I love homebrewing. A little over 4 years ago, I started this hobby/obsession and haven’t looked back. I continuously chase the perfect batch and pour over my processes and systems to be the best brewer possible. With that, I have come to learn a lot, some of which would have been helpful when I first started. So, if you are a new homebrewer, here are a few things to consider.
4 Tips for New Homebrewers
- Don’t Cheap Out: If you are like me, you are in this for the long haul. So, buy like a committed mad man. I knew that I only wanted to buy things once. I planned out exactly what I was going for and bought equipment that would get me there. Think about the most versatile product you can buy and get that. Only going to brew 5 gallon batches and assume a 7 gallons boil kettle is good enough? Wrong. You will eventually want to split a 10 gallon batch with a friend or have 10 gallons of that fantastic pilsner you brew. Buy for the possible. See our archives for more Homebrew Equipment articles
- Fermentation Chamber: I know you may think, “that seems like a big investment”. You are right, it is, but this is really something that dramatically changed the outcomes of my beer. Before I invested in a fermentation chamber, I worked tirelessly to keep my fermentation temperatures in check. Sometimes I was successful, but often times not. Investing in a fermentation chamber is something that every brewer should consider earlier rather than later. All grain or extract, precise fermentation temperature will be a game changer. See my post Fermentation Chambers: Why They Matter for more.
- Join a Club: Joining my local homebrewing club was one of the best decisions I ever made. I have built relationships with great people and learned a great deal about brewing.
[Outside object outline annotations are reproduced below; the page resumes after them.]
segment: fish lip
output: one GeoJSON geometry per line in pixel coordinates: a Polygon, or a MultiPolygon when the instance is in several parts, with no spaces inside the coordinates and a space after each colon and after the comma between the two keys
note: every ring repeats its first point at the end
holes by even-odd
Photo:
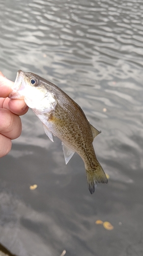
{"type": "Polygon", "coordinates": [[[12,91],[8,96],[10,99],[23,99],[18,91],[20,92],[20,88],[22,86],[20,91],[22,89],[22,82],[24,78],[24,72],[22,70],[19,70],[17,72],[16,77],[14,84],[11,87],[12,91]]]}

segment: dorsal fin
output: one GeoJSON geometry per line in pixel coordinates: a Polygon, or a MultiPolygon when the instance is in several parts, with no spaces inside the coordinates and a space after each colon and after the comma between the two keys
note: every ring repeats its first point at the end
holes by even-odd
{"type": "Polygon", "coordinates": [[[101,131],[100,131],[99,132],[99,131],[98,131],[98,130],[97,130],[96,128],[95,128],[95,127],[94,127],[91,123],[90,123],[90,126],[91,126],[91,130],[92,132],[93,136],[93,138],[94,139],[95,137],[96,136],[97,136],[97,135],[98,135],[98,134],[99,134],[100,133],[101,133],[101,131]]]}

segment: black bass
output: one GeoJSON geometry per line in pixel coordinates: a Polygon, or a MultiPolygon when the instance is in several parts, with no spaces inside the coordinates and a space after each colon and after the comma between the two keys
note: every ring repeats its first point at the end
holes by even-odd
{"type": "Polygon", "coordinates": [[[9,97],[24,99],[43,123],[49,139],[53,141],[52,135],[60,139],[66,164],[74,152],[79,155],[85,164],[91,194],[98,183],[107,183],[93,146],[100,132],[90,124],[80,107],[64,92],[35,74],[19,70],[9,97]]]}

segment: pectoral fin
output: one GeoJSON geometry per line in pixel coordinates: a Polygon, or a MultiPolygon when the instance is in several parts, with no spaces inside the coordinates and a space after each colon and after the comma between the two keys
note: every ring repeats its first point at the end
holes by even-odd
{"type": "Polygon", "coordinates": [[[63,142],[62,142],[62,145],[63,145],[63,150],[64,151],[66,164],[67,164],[73,156],[74,151],[72,151],[69,147],[66,146],[63,142]]]}
{"type": "Polygon", "coordinates": [[[46,135],[47,135],[49,138],[53,142],[52,132],[49,129],[48,129],[48,128],[47,127],[47,126],[46,126],[46,125],[45,125],[45,124],[43,124],[43,127],[46,135]]]}
{"type": "Polygon", "coordinates": [[[90,126],[91,126],[91,130],[92,132],[93,138],[94,139],[95,137],[96,136],[97,136],[97,135],[98,135],[98,134],[101,133],[101,131],[100,131],[100,132],[98,131],[98,130],[97,130],[96,128],[95,128],[95,127],[94,127],[91,123],[90,123],[90,126]]]}

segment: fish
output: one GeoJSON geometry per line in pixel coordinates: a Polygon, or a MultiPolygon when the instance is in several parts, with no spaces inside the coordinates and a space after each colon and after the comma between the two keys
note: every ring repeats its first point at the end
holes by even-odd
{"type": "Polygon", "coordinates": [[[19,70],[9,97],[24,99],[43,123],[49,138],[53,141],[53,135],[62,141],[66,164],[75,152],[80,156],[91,194],[98,183],[107,183],[93,145],[101,132],[90,123],[80,106],[65,92],[36,74],[19,70]]]}

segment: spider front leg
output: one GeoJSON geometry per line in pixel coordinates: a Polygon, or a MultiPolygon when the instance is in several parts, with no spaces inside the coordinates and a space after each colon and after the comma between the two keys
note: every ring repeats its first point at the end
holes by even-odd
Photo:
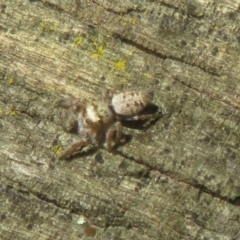
{"type": "Polygon", "coordinates": [[[77,142],[74,143],[69,149],[67,149],[60,157],[60,160],[69,158],[73,153],[75,153],[77,150],[79,150],[80,148],[83,148],[84,146],[87,145],[86,141],[81,141],[81,142],[77,142]]]}
{"type": "Polygon", "coordinates": [[[107,132],[106,135],[107,149],[111,151],[111,149],[113,148],[113,142],[114,145],[116,145],[119,143],[121,138],[122,138],[122,124],[120,122],[117,122],[107,132]]]}

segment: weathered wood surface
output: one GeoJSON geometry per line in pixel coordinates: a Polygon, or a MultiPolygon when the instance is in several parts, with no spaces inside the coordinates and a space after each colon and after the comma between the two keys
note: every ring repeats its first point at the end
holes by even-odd
{"type": "Polygon", "coordinates": [[[239,0],[1,0],[1,239],[240,239],[239,0]],[[154,90],[118,153],[59,161],[63,97],[154,90]]]}

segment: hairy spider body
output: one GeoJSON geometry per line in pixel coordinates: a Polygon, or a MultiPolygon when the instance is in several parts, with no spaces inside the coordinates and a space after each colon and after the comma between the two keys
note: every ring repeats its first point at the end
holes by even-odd
{"type": "Polygon", "coordinates": [[[104,90],[100,102],[81,98],[62,101],[60,105],[68,109],[64,118],[64,128],[66,131],[76,128],[81,141],[73,144],[60,159],[70,157],[87,144],[101,146],[106,143],[107,149],[111,150],[121,139],[122,120],[145,120],[159,116],[140,115],[152,96],[152,93],[146,92],[104,90]]]}

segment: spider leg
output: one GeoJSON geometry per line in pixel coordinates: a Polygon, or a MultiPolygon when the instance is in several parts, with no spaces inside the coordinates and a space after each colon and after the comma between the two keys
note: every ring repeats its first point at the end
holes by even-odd
{"type": "Polygon", "coordinates": [[[112,149],[112,142],[114,138],[115,128],[111,127],[106,134],[106,144],[107,149],[110,151],[112,149]]]}
{"type": "Polygon", "coordinates": [[[79,150],[80,148],[83,148],[84,146],[87,145],[86,141],[81,141],[74,143],[69,149],[67,149],[61,156],[59,156],[60,160],[69,158],[74,152],[79,150]]]}
{"type": "Polygon", "coordinates": [[[150,120],[150,119],[158,118],[160,116],[162,116],[161,113],[136,115],[136,116],[133,116],[133,117],[123,118],[123,120],[124,121],[143,121],[143,120],[150,120]]]}
{"type": "Polygon", "coordinates": [[[116,140],[115,144],[119,143],[122,138],[122,124],[121,122],[116,123],[116,140]]]}

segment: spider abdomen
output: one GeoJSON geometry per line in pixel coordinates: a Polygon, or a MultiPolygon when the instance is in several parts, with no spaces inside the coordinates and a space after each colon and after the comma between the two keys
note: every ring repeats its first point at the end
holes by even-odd
{"type": "Polygon", "coordinates": [[[112,97],[111,105],[116,114],[132,116],[141,112],[152,100],[153,93],[120,92],[112,97]]]}

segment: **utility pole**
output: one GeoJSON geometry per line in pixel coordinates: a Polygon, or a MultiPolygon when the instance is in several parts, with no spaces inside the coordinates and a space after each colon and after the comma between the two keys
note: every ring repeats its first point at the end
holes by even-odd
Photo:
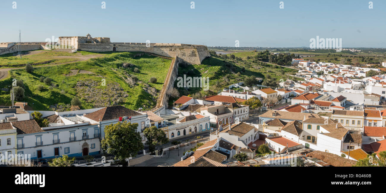
{"type": "Polygon", "coordinates": [[[22,59],[22,51],[20,50],[20,44],[21,44],[22,39],[21,34],[22,33],[22,30],[19,30],[19,44],[17,47],[17,51],[18,53],[19,54],[19,56],[20,56],[20,59],[22,59]]]}
{"type": "Polygon", "coordinates": [[[347,157],[347,159],[350,159],[350,149],[351,148],[351,140],[350,140],[350,144],[349,145],[349,156],[347,157]]]}
{"type": "Polygon", "coordinates": [[[12,101],[12,107],[14,106],[14,102],[15,100],[15,93],[14,92],[14,87],[12,87],[12,92],[11,93],[11,101],[12,101]]]}

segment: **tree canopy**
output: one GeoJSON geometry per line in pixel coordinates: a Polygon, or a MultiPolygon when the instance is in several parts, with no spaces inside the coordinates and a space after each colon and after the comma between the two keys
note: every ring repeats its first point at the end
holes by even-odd
{"type": "Polygon", "coordinates": [[[233,156],[233,158],[239,161],[245,161],[247,160],[247,157],[248,156],[245,153],[240,153],[233,156]]]}
{"type": "Polygon", "coordinates": [[[259,83],[259,81],[256,79],[256,76],[247,76],[244,78],[243,81],[244,84],[245,84],[245,85],[247,85],[247,86],[251,86],[259,83]]]}
{"type": "Polygon", "coordinates": [[[34,119],[36,121],[36,122],[41,127],[44,127],[48,126],[49,122],[46,119],[42,118],[43,114],[40,112],[35,111],[31,113],[31,116],[34,117],[34,119]]]}
{"type": "Polygon", "coordinates": [[[70,159],[68,156],[63,155],[62,157],[52,159],[51,162],[48,163],[48,165],[51,167],[69,167],[75,161],[74,157],[70,159]]]}
{"type": "Polygon", "coordinates": [[[164,131],[155,126],[145,129],[144,130],[144,135],[147,140],[145,144],[149,145],[149,149],[152,152],[154,152],[157,146],[169,142],[164,131]]]}
{"type": "Polygon", "coordinates": [[[122,161],[135,157],[144,148],[141,134],[137,131],[138,126],[137,123],[120,122],[105,126],[102,149],[122,161]]]}
{"type": "Polygon", "coordinates": [[[249,105],[249,109],[253,110],[261,107],[261,102],[256,96],[253,96],[249,99],[242,102],[242,103],[245,105],[249,105]]]}

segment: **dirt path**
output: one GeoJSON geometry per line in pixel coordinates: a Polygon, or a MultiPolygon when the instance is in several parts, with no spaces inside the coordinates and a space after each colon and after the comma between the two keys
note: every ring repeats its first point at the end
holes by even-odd
{"type": "MultiPolygon", "coordinates": [[[[34,54],[36,54],[35,53],[34,54]]],[[[80,55],[81,56],[81,55],[80,55]]],[[[59,64],[47,64],[44,65],[42,66],[34,66],[35,68],[37,67],[43,67],[45,66],[56,66],[57,65],[61,65],[64,64],[68,64],[69,63],[73,63],[74,62],[79,62],[80,61],[83,61],[85,60],[87,60],[88,59],[90,59],[91,58],[98,58],[103,56],[102,54],[90,54],[88,55],[85,56],[83,56],[81,57],[72,57],[72,56],[52,56],[52,58],[78,58],[80,59],[78,60],[76,60],[75,61],[72,61],[71,62],[67,62],[63,63],[59,63],[59,64]]],[[[11,70],[14,70],[17,69],[20,69],[20,68],[24,68],[24,67],[20,67],[20,68],[1,68],[0,69],[0,80],[2,80],[4,78],[6,78],[8,76],[8,71],[11,70]]]]}

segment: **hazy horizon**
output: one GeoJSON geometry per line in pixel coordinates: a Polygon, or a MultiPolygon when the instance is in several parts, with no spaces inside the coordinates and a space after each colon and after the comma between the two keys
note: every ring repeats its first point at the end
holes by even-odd
{"type": "Polygon", "coordinates": [[[342,38],[344,48],[386,48],[386,2],[372,2],[372,9],[359,0],[18,0],[15,9],[12,1],[2,2],[0,13],[7,19],[0,42],[18,41],[20,29],[22,42],[89,33],[112,42],[232,47],[239,40],[240,47],[307,47],[318,36],[342,38]]]}

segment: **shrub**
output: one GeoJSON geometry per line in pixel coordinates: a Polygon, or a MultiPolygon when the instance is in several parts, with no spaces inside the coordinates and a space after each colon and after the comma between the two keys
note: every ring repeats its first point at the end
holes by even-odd
{"type": "Polygon", "coordinates": [[[44,83],[47,84],[47,85],[49,85],[51,83],[51,79],[49,77],[46,78],[44,78],[44,83]]]}
{"type": "Polygon", "coordinates": [[[37,87],[37,90],[39,91],[41,91],[44,90],[44,87],[43,86],[43,85],[41,85],[38,86],[37,87]]]}
{"type": "Polygon", "coordinates": [[[16,86],[14,87],[14,93],[15,93],[15,100],[18,101],[24,99],[24,89],[21,86],[16,86]]]}
{"type": "Polygon", "coordinates": [[[24,82],[22,80],[17,80],[16,81],[16,86],[22,88],[23,89],[25,88],[25,86],[24,85],[24,82]]]}
{"type": "Polygon", "coordinates": [[[138,80],[138,77],[135,75],[132,76],[131,78],[132,78],[133,80],[138,80]]]}
{"type": "Polygon", "coordinates": [[[80,100],[79,100],[79,98],[78,98],[77,96],[75,96],[73,98],[72,100],[71,100],[71,105],[73,106],[80,106],[80,105],[82,104],[82,102],[80,102],[80,100]]]}
{"type": "Polygon", "coordinates": [[[155,77],[154,76],[152,76],[151,77],[150,77],[150,83],[156,83],[156,82],[157,82],[157,78],[156,78],[156,77],[155,77]]]}
{"type": "Polygon", "coordinates": [[[118,104],[122,104],[125,101],[122,97],[119,97],[117,100],[117,103],[118,104]]]}
{"type": "Polygon", "coordinates": [[[34,71],[34,67],[29,63],[25,64],[25,71],[28,73],[31,73],[34,71]]]}

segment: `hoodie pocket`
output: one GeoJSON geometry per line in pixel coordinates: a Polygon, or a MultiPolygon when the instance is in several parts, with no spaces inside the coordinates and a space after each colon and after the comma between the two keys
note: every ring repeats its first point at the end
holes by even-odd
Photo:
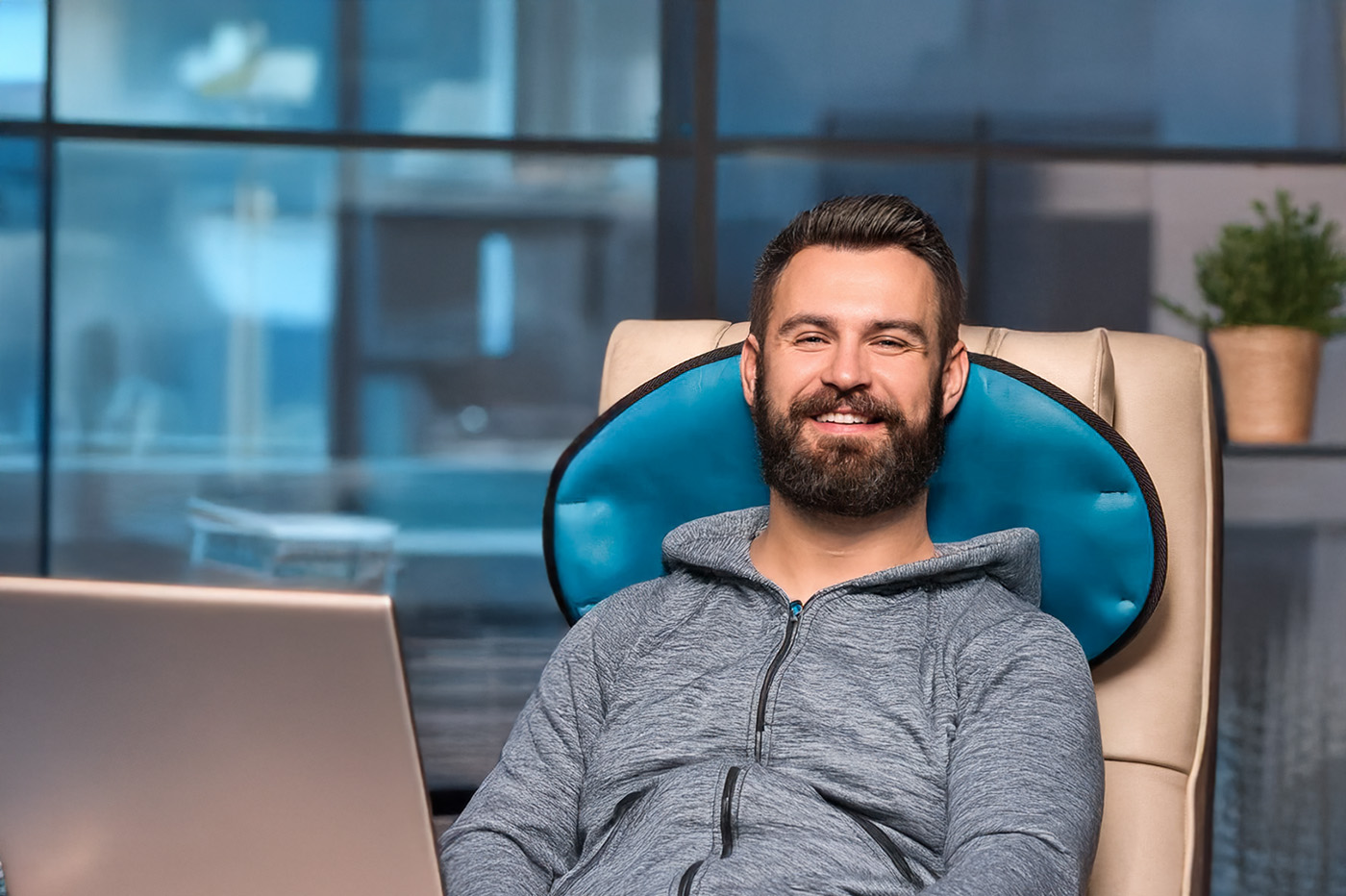
{"type": "Polygon", "coordinates": [[[898,849],[898,845],[892,842],[892,838],[888,837],[887,831],[884,831],[882,827],[875,825],[864,815],[860,815],[859,813],[853,813],[849,809],[841,809],[836,803],[832,805],[836,807],[837,811],[845,814],[847,817],[851,818],[851,821],[859,825],[860,830],[863,830],[865,834],[870,835],[870,839],[878,844],[879,849],[882,849],[883,853],[888,857],[888,861],[892,862],[892,866],[898,869],[898,873],[902,874],[902,879],[905,881],[907,881],[917,889],[921,889],[925,885],[921,883],[921,879],[911,870],[911,862],[909,862],[907,857],[902,854],[902,850],[898,849]]]}
{"type": "Polygon", "coordinates": [[[552,891],[552,896],[563,896],[563,893],[569,892],[569,889],[575,885],[575,883],[580,877],[584,876],[586,872],[598,865],[598,862],[603,858],[603,853],[606,853],[607,848],[612,845],[614,839],[616,839],[616,835],[619,833],[618,829],[622,825],[622,819],[626,818],[626,814],[631,811],[631,807],[635,806],[635,803],[641,802],[641,798],[645,796],[645,794],[647,792],[649,788],[638,790],[634,794],[627,794],[621,800],[618,800],[616,809],[612,810],[612,821],[607,826],[607,835],[603,838],[603,842],[599,844],[598,849],[595,849],[594,853],[588,857],[588,860],[583,862],[583,868],[580,868],[580,865],[575,866],[573,870],[576,873],[571,874],[571,877],[567,879],[564,884],[552,891]]]}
The opportunities as a member have made me a better brewer, hands down. If you don’t have one in your area, look at joining an online club. See my post Homebrew = Community for more
- Have fun: Early into my brewing career, I was a stress cadet about every single little thing. I was so consumed with every detail that I eventually ended a brew day exhausted both physically and mentally. I didn’t slow down to enjoy the process and it showed in my finished product. I was so obsessed with the small things, I lost sight of what I was there to do…. make beer. Now, I am not saying throw everything to the wind. Hitting your numbers, volumes and proper sanitation are key, but slow down and enjoy the process and have some fun with it.
There you go. Nothing earth shattering, but hopefully a few tips to consider and push yourself to the next level. Cheers!